Kedua hal di atas sangat penting dan perlu dipahami terlebih dahulu karena kedua hal ini akan berhubungan dengan nilai yang akan diturunkan. Kesalahan yang sering dilakukan dalam menurunkan nilai risiko ini salah satunya seperti memilih menurunkan risiko dengan menggunakan mitigasi pasif (likelihood) namun nilai yang turun di consequence atau dampaknya.

Perhitungan Consequences dan Likelihood

Selanjutnya, hal yang perlu dipahami adalah termasuk bagian mana pengendalian yang kita lakukan? Apakah mengurangi dampaknya ataukah mengurangi kekerapannya (frekuensi)?

Contoh sederhana seperti ini, saat kita membawa mobil di jalan, risiko terjadinya kecelakaan kerja adalah tabrakan antar unit dan kemungkinan tingkat keparahan adalah meninggal (consequence). Kecelakaan kendaraan misalnya pernah terjadi di lokasi kerja dalam waktu setahun 2 kali, maka asumsinya dengan berdasarkan matrik diatas (gambar matrik) nilai consequence nya 4 (tertinggi) dan likelihoodnya 5 (sering terjadi lebih dari sekali dalam setahun). Jadi, nilai resiko dari kesemuanya adalah 4 x 5 =20 dan masuk pada zona merah yang perlu perbaikan atau tindak lanjut.

Kalau kita memilih tindakan mitigasi pasif saja seperti pembuatan prosedur berkendaraan, instruksi kerja mengemudi, pembuatan rambu, dan lain-lain, berarti nilai yang diturunkan di angka 5 (likelihood). Sedangkan, kalau memilih menurunkan dampaknya (consequence) misalnya membuat separator jalan dua lajur, memasang alat batas kecepatan di mobil (pilihan engineering control) maka nilai yang berkurang di angka 4.

Anggaplah perusahaan memilih kombinasi keduanya (penurunan likelihood dan consequences) maka nilai awal 20 bisa berkurang.

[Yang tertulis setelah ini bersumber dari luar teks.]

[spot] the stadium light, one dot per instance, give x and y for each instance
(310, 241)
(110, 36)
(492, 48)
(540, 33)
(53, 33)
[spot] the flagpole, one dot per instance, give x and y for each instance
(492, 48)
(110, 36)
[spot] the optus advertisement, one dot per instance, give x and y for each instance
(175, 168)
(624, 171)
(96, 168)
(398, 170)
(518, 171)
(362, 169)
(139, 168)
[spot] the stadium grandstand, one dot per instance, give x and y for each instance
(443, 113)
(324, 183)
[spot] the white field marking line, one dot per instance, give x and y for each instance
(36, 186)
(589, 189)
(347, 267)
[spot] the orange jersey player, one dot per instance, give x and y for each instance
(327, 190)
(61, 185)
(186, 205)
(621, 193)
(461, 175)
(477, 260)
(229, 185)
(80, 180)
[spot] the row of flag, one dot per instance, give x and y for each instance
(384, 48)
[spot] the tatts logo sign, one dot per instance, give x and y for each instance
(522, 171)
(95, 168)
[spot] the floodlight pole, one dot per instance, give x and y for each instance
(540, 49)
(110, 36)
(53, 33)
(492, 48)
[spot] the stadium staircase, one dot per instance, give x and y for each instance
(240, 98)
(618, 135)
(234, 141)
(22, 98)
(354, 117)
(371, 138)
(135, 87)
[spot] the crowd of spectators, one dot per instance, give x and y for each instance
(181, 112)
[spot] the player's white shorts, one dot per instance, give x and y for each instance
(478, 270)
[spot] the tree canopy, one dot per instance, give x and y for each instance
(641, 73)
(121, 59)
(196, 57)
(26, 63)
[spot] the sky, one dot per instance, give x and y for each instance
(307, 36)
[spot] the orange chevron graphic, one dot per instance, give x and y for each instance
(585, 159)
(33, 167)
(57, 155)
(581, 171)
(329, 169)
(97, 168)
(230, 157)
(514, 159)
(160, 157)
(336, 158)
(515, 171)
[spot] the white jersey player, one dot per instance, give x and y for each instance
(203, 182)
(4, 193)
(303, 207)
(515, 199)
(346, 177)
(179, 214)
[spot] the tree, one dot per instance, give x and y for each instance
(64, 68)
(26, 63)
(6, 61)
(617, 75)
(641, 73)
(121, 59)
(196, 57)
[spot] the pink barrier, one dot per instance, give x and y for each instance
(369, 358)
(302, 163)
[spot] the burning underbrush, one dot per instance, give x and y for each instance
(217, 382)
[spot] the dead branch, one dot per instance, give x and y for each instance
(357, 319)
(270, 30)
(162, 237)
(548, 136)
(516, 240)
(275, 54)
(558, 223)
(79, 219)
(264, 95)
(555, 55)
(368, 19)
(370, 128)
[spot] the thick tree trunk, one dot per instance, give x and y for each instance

Consequences nya menjadi 2 (asumsi jika terjadi kecelakaan dengan kecepatan rendah menjadi cidera ringan) dan tingkat kekerapannya (likelihood) berkurang menjadi 2 (asumsi kemungkinan terjadi kecelakaan tidak terlalu sering dalam kurun waktu 10 tahun) maka hasil akhir setelah dikendalikan adalah 2×2 =4 dan masuk zona hijau artinya aman untuk pengendaliannya.

Hati-hati dalam melakukan pengendalian risiko tersebut karena semua akan mempengaruhi keefektifan dari HIRADC, jika kita memilih mitigasi yang Aktif maka biaya yang akan dikeluarkan cukup besar jika di bandingkan dengan mitigasi Pasif, namun dampaknya cukup besar. Sebaliknya jika memilih mitigasi pasif biaya yang dikeluarkan cenderung sedikit namun dibutuhkan ekstra pengawasan. Semakin kita mengandalkan pengawasan, risiko akan terjadinya kecelakaan semakin besar dibandingkan jika kita menggunakan alat.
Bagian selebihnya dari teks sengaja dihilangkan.